The next breakthrough in the history of microscopes came in the year 1674 when Anton Van Leeuwenhoek built a simple microscope and was able to see bacteria for the first time. Anton Van Leeuwenhoek also invented new methods of grinding and polishing lenses to give them a curvature, allowing for magnifications of up to 270 diameters, which at the time was the highest magnification.
It wasn’t until the 18th century that microscopes really came into power and were used by many scientists. Multiple lenses were used to reduce the “chromatic effect” - disturbing halos resulting from differences in refraction light. In 1872 Ernst Abbe, research director of the Zeiss Optical Works, wrote a mathematical formula known as the “Abbe Sine Condition.” This formula provided calculations to be made that allowed for maximum resolution in microscopes.
The 19th century was the time for making an amazing tool that much better. Richard Zsigmondy developed the ultramicroscope that allowed scientists to study objects below the wavelength of light.

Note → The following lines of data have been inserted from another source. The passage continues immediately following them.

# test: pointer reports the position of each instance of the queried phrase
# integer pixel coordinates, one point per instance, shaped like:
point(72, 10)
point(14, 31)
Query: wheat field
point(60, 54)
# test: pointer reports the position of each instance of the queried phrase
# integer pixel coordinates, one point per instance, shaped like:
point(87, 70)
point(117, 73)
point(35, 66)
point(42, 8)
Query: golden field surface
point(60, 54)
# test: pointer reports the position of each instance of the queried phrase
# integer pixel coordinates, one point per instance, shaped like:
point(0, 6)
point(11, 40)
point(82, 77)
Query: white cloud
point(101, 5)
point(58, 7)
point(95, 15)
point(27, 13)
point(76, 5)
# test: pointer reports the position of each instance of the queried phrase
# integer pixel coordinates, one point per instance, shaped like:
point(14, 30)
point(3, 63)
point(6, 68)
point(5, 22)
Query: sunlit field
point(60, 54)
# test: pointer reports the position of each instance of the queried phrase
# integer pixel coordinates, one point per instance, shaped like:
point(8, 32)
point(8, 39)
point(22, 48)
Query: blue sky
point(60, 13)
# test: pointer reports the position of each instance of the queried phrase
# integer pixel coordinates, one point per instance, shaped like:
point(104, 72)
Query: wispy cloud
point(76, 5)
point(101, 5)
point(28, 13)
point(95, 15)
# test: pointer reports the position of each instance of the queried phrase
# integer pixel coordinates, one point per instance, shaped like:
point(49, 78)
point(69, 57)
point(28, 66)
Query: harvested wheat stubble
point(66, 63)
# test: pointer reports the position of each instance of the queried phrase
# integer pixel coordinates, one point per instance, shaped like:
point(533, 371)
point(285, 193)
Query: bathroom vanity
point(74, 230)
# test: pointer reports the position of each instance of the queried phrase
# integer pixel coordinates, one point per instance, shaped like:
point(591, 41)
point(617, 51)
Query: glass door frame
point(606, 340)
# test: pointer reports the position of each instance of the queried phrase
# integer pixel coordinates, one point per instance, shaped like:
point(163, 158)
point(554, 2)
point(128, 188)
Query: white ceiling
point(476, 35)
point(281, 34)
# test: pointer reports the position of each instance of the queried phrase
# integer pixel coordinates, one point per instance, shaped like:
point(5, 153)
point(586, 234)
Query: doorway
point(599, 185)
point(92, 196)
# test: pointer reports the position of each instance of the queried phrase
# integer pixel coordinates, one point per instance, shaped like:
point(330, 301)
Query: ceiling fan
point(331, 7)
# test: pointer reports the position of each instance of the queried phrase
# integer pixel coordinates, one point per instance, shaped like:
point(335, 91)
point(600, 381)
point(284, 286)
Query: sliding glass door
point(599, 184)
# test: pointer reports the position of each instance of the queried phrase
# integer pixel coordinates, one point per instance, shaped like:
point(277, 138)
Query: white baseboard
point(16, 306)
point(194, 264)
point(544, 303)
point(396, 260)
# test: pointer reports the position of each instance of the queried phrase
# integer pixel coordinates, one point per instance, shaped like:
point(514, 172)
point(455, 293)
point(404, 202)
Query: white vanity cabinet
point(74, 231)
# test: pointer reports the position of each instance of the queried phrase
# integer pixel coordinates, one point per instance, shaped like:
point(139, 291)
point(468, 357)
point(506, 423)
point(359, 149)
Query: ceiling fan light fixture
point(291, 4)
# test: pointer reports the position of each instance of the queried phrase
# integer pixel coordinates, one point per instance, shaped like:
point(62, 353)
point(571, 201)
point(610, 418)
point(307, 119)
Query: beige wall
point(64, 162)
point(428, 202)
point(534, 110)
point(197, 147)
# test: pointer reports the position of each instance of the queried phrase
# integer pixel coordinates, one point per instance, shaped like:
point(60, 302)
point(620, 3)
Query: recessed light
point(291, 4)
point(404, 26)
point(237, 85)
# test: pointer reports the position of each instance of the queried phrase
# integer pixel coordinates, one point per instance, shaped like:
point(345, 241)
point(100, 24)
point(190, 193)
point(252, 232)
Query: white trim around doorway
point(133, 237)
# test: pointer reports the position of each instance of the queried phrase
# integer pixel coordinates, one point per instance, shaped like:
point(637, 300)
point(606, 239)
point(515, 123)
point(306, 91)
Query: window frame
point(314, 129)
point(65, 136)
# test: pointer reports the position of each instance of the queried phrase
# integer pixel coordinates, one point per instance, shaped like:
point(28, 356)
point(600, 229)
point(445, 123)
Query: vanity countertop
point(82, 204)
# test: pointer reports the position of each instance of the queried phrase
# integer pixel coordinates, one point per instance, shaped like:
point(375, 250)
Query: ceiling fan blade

Frits Zernike invented the Phase Contrast microscope that allowed for the study of colorless and transparent materials. Ernst Ruska was the co-inventor of the electron microscope which depends on electrons rather than light to view objects. This amazing microscope makes it possible to view objects as small as the diameter of an atom.
In 1981 Gerd Binnig and Heinrich Rohrer invented the scanning tunneling microscope, a microscope that gives three dimensional images of objects as small as the atomic level. This amazing microscope is the strongest microscope to date.
Over hundreds of years microscopes have evolved from a small glass sphere used to help with reading, into microscopes that can see objects and life on the atomic level. Microscopes are now used for finding cures to diseases, new life and many other amazing and life changing finds. There is no saying where we will be a hundred years from now or even a few days but microscopes will be part of that future.